1. A synchronous rectification control device, characterized in that, The system includes a synchronous rectification module and a drive circuit connected to the synchronous rectification module. The synchronous rectification module includes a spike absorption circuit, which is triggered after the secondary-side MOSFET of the flyback power supply charging system is turned off, and is used to absorb the voltage spike energy generated at the drain of the secondary-side MOSFET. The spike absorption circuit is a clamping spike absorption circuit, a pulse spike absorption circuit, or a pulse LDO spike absorption circuit. The clamping spike absorption circuit includes a first switching absorption module for turning on and off the absorption of voltage spike energy, and a clamping circuit for clamping the highest voltage of the first switching absorption module and controlling the turning on and off of the first switching absorption module. The pulse spike absorption circuit includes a pulse timing module for generating periodic pulse signals, a buffer circuit for buffering the pulse signals, and a second switching absorption module for turning on and off the absorption of voltage spike energy according to the pulse signals, connected in series. The pulsed LDO spike absorption circuit includes a pulse timing circuit for generating periodic pulse signals and an LDO circuit connected to the pulse timing circuit for absorbing the voltage spike energy after receiving the pulse signal and converting it into a stable output voltage VCC; the output voltage VCC is in a slowly decreasing state.

2. The synchronous rectification control device as described in claim 1, characterized in that, The first switch absorption module includes a MOSFET M1, and the clamping circuit includes a capacitor C1, a resistor R1, and a clamping diode D1. The gate of the MOS transistor M1 is connected to one end of the capacitor C1, the resistor R1 and the negative terminal of the clamping diode D1, and the drain is connected to the drain of the secondary-side field-effect transistor and the other end of the capacitor C1. The source is grounded or chip reference ground and connected to the positive terminal of the resistor R1 and the clamping diode D1.

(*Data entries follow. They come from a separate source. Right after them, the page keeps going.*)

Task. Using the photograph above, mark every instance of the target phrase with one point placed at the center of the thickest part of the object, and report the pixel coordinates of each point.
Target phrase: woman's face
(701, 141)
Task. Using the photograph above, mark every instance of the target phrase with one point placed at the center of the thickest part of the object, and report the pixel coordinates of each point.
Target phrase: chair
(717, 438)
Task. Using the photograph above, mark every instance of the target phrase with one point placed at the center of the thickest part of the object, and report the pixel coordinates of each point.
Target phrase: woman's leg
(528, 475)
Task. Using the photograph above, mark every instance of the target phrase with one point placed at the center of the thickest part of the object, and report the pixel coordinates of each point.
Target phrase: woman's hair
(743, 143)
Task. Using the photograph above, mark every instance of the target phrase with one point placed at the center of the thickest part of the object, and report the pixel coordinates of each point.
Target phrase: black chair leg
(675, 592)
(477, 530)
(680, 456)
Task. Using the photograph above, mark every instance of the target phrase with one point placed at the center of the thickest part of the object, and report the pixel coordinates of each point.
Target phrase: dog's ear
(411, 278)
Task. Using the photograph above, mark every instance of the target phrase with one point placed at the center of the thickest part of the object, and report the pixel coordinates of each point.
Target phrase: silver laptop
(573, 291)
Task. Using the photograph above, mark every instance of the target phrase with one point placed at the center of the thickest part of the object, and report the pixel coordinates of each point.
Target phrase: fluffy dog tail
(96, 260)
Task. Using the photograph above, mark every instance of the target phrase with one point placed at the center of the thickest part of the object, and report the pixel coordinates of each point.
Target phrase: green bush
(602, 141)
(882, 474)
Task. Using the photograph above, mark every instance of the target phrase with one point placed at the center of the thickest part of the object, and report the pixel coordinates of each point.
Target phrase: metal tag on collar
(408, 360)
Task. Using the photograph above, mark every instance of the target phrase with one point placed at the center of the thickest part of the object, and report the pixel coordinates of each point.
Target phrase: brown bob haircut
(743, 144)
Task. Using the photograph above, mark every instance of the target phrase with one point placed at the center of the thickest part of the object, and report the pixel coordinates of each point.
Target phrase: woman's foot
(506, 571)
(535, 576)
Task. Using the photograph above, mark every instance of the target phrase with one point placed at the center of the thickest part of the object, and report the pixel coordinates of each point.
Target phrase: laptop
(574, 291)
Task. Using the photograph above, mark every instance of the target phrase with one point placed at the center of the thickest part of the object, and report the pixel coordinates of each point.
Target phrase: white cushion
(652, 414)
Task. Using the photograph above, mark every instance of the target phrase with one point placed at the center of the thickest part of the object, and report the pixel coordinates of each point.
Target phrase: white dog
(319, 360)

3. The synchronous rectification control device as described in claim 1, characterized in that, The buffer circuit of the pulse spike absorption circuit includes buffer BUF1 and buffer BUF2; the second switch absorption module includes MOSFET M4; One end of the pulse timing module is connected to the gate of the secondary-side field-effect transistor, and the other end is connected to the input of the buffer BUF1. The output of buffer BUF1 is connected to the input of buffer BUF2; The output terminal of the buffer BUF2 is connected to the gate of the MOS transistor M4; The drain of the MOS transistor M4 is connected to the drain of the secondary-side field-effect transistor, and the source is grounded or the chip reference ground.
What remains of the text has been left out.